How Our Snow Day Predictor Works ⚙️
A transparent look at the meteorological algorithms, machine learning models, and historical data that power the most accurate free snow day predictor on the internet.
Our advanced snow day prediction system employs a multi-factor analysis approach that considers numerous variables affecting school closure decisions. The calculation process begins when users enter their location data, which triggers automatic retrieval of current and forecasted weather conditions for their specific geographic area.
Key Factors Analyzed
When you enter your ZIP code or city, our system queries live weather data feeds updated every 15 minutes, examining multiple key atmospheric variables.
Snowfall Accumulation Analysis
The predictor examines expected snow depth, considering that different regions have varying thresholds for closure decisions. Northern climates typically require heavier accumulation compared to southern areas where even light snowfall can trigger closures. We also consider precipitation type (dry snow vs. wet snow vs. freezing rain), as freezing rain causes closures at far lower accumulation levels.
Temperature and Wind Chill Assessment
Extreme cold conditions, particularly when combined with wind factors, create dangerous situations that influence closure decisions. The system calculates apparent temperatures and wind chill effects to determine safety risks for students waiting at bus stops or walking to school.
Storm Timing Evaluation
The timing of weather events significantly impacts closure decisions. Overnight storms allow more preparation time, while morning storms during commute hours increase closure probability. If more than 3 inches falls in the 4-hour window before buses are scheduled to depart, closure probability increases significantly.
Regional Preparedness Factors
The calculator considers local infrastructure capabilities, including snow removal equipment availability, road treatment resources, and historical closure patterns for specific districts.

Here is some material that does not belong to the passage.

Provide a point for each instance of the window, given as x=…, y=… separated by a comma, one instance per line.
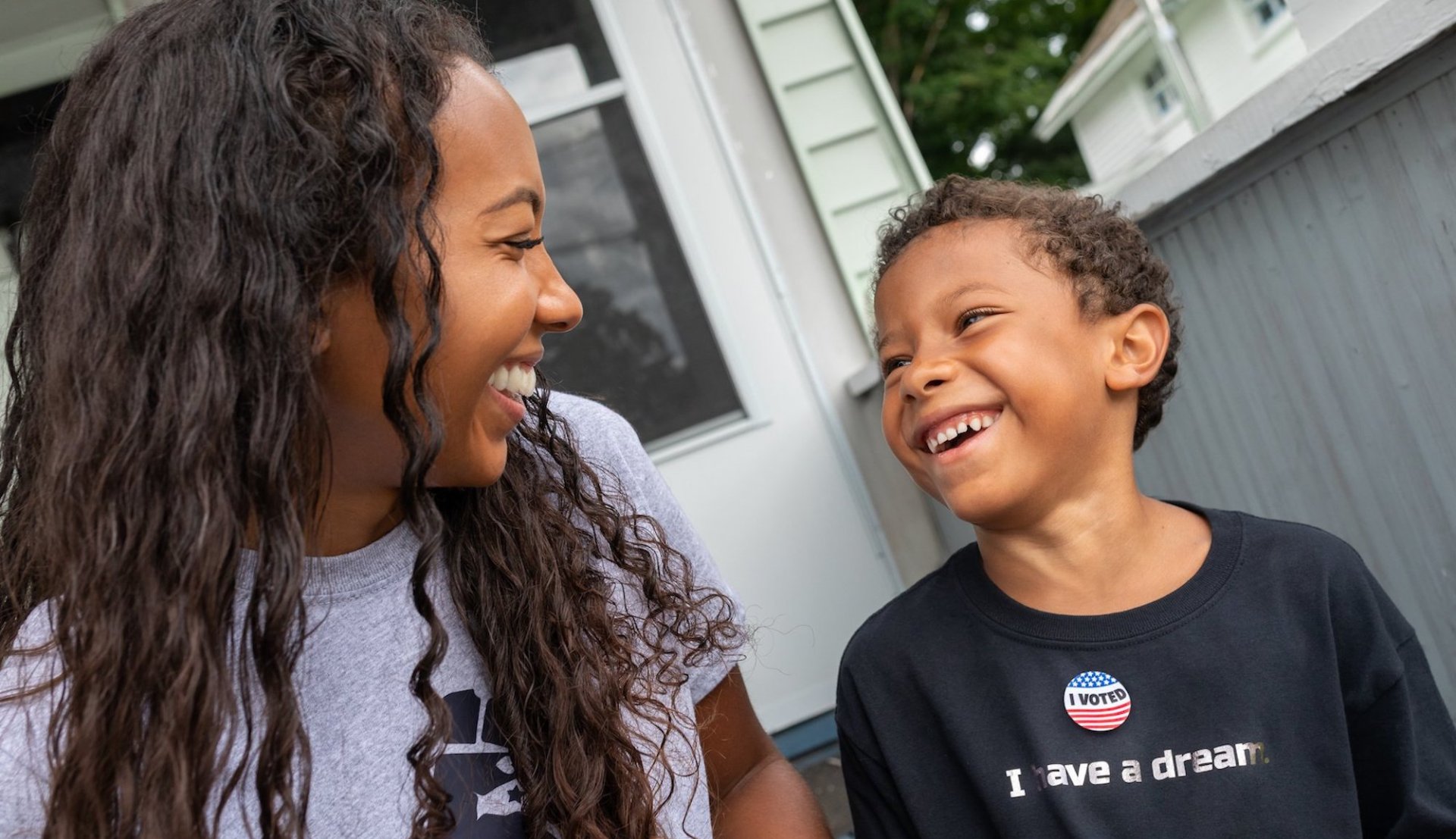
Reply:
x=1267, y=12
x=1161, y=92
x=645, y=345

A district in Minneapolis that rarely closes despite heavy snowfall receives a different base threshold than a district in Nashville.
Transportation Safety Analysis
School bus route conditions, parking lot accessibility, and pedestrian safety concerns are factored into the prediction algorithm. We analyze ground surface temperatures, which are critical for determining if roads will freeze over.
Data Sources
Our system processes real-time weather data from authoritative sources such as the National Weather Service (NOAA) and Environment Canada to ensure the highest accuracy in our predictions. This data is combined with our machine learning model, which was trained on 10 years of school closure records matched to corresponding weather observations.
The Science Behind Summersnowday's Predictions
A transparent look at our data sources, methodology, and the factors that drive every snow day probability score.
Live Weather APIs
We pull data from OpenWeatherMap, NOAA, and Environment Canada every 15 minutes — ensuring predictions are based on current conditions, not stale data.
Machine Learning Model
Our core model was trained on 10 years of weather events cross-referenced with actual school closure records from 3,000+ districts.
Secure API Proxy
All weather data requests are routed through our server-side PHP proxy. Your location data never leaves the request cycle and no API keys are ever exposed to the browser.
Weighted Scoring Formula
Snow (45%) + Temperature (30%) + Wind (15%) + Historical Baseline (10%) = Your Probability Score. Each factor is weighted based on its real-world impact on closure decisions.
Frequently Asked Questions
Everything you need to know — answered clearly.
Our primary data sources are OpenWeatherMap (live current and forecast data), NOAA (National Weather Service alerts), and Environment Canada (for Canadian locations). Data is refreshed every 15 minutes.
We collected 10 years of winter storm records and matched each storm event to school closure decisions made by districts across North America. The model learned the patterns that correlate with actual closures — not just storm severity.
To protect our API key from being exposed in browser DevTools. All requests from your browser go to our server first, which adds the key and forwards the request to OpenWeatherMap. Your location is never stored.
Snowfall accumulation accounts for 45% of the score, temperature for 30%, wind speed for 15%, and historical baseline match for 10%. These weights were determined by analyzing which factors best predicted real school closures in our training data.
No. Location queries are passed through our API proxy and immediately discarded. We do not log, store, or share any location information entered by users.